Two of the people shot were in the home, officials said.

 

Though a SWAT team that responded found no one barricaded inside the home, authorities said they removed a man, a woman and a child. Police also arrested two people at the home and located two cars, one burned out at Chicago and Lockwood avenues and the other crashed in Oak Park, where another suspect was taken into custody, officials said.

The statement from Foxx’s office said “CPD agreed with this decision” not to bring charges, a claim Lightfoot disputed in the letter she sent the state’s attorney. At the Police Department’s budget hearing on Monday, West Side Ald.

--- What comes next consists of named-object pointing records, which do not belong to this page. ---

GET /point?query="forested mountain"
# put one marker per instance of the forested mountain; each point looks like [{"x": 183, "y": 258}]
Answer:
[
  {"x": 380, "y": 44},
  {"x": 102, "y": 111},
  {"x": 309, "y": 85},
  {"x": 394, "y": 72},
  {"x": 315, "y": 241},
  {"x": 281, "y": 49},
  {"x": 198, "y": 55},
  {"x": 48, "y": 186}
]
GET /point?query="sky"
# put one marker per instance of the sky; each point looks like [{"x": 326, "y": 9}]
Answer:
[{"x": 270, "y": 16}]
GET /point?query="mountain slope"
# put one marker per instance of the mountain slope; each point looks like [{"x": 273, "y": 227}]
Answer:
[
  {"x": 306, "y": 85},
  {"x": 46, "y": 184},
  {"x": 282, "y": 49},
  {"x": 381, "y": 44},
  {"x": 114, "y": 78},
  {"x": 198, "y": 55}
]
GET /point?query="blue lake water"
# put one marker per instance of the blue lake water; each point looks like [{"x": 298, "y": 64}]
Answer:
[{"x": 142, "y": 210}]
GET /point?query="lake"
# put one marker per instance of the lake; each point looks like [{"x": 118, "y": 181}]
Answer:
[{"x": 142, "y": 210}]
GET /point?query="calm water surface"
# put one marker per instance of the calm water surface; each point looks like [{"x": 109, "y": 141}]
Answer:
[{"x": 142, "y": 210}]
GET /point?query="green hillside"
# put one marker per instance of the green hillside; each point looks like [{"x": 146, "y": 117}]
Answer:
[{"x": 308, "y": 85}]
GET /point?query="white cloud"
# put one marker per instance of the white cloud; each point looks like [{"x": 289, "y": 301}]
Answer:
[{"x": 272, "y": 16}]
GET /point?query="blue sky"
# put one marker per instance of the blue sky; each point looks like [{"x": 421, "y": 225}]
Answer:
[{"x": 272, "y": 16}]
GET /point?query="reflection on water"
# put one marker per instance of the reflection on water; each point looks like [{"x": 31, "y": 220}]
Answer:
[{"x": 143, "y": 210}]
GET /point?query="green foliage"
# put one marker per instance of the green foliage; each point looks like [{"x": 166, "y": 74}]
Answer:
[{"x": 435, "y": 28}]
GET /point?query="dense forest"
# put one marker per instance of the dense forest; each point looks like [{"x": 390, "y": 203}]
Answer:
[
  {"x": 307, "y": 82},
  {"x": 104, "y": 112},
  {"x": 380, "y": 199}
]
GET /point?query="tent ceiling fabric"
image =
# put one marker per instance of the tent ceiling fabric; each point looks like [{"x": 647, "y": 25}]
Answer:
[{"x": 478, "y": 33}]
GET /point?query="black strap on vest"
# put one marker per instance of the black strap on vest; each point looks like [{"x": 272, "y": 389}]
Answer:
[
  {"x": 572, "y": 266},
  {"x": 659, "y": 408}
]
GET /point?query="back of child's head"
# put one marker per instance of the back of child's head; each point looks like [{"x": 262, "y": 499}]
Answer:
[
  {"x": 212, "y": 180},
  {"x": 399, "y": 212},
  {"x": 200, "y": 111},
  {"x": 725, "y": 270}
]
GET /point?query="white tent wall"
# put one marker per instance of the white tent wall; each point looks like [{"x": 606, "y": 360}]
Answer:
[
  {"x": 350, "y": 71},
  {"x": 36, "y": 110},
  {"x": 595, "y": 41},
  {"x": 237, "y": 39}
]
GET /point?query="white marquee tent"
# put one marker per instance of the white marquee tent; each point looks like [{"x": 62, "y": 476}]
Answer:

Chris Taliaferro said he found it “very horrific” that nobody was charged in the incident, predicting the combatants “will be shooting up again this weekend.”

Brown responded that the situation was difficult because the shooters were “mutual combatants where you have multiple people shooting at each other, and no clear distinction between which person is responsible for starting it, or who’s using the self-defense as part of why they end up shooting.”

Brown said police “seek charges on everyone” when there are mutual combatants.

“My personal opinion is, let’s have the jury sort it out in front of a judge. But again, we have to work with the state’s attorney. Likely there are things we need to do more to present the case,” Brown said. “And we’re willing to do that. But the real answer is, when you have mutual combatants, people shooting at each other, we want to charge everyone.”

 

Chief of Detectives Brendan Deenihan added that it was difficult to determine from available video near the scene of the shooting who was firing weapons.

“Specifically from this case, you can’t determine who was discharging a firearm on the street from those cars, and that’s kind of the issue with this case,” he said.

Nobody who was arrested in the house agreed to cooperate with police, leaving detectives just with the video, which showed “mutual combatants,” Deenihan said.

“But even the victims who were shot refused to talk to the police, invoked their right to remain silent, and that’s where it made it difficult for the detectives to present a case saying, ‘Well, this is a person who had a gun in their hand, and they were discharging it. This person had a gun in their hand,’” Deenihan said. “Because the video does not clearly show … who was the actual discharge. And when we did arrest people, we were unable to put guns in people’s hands. So this one is a little more convoluted.”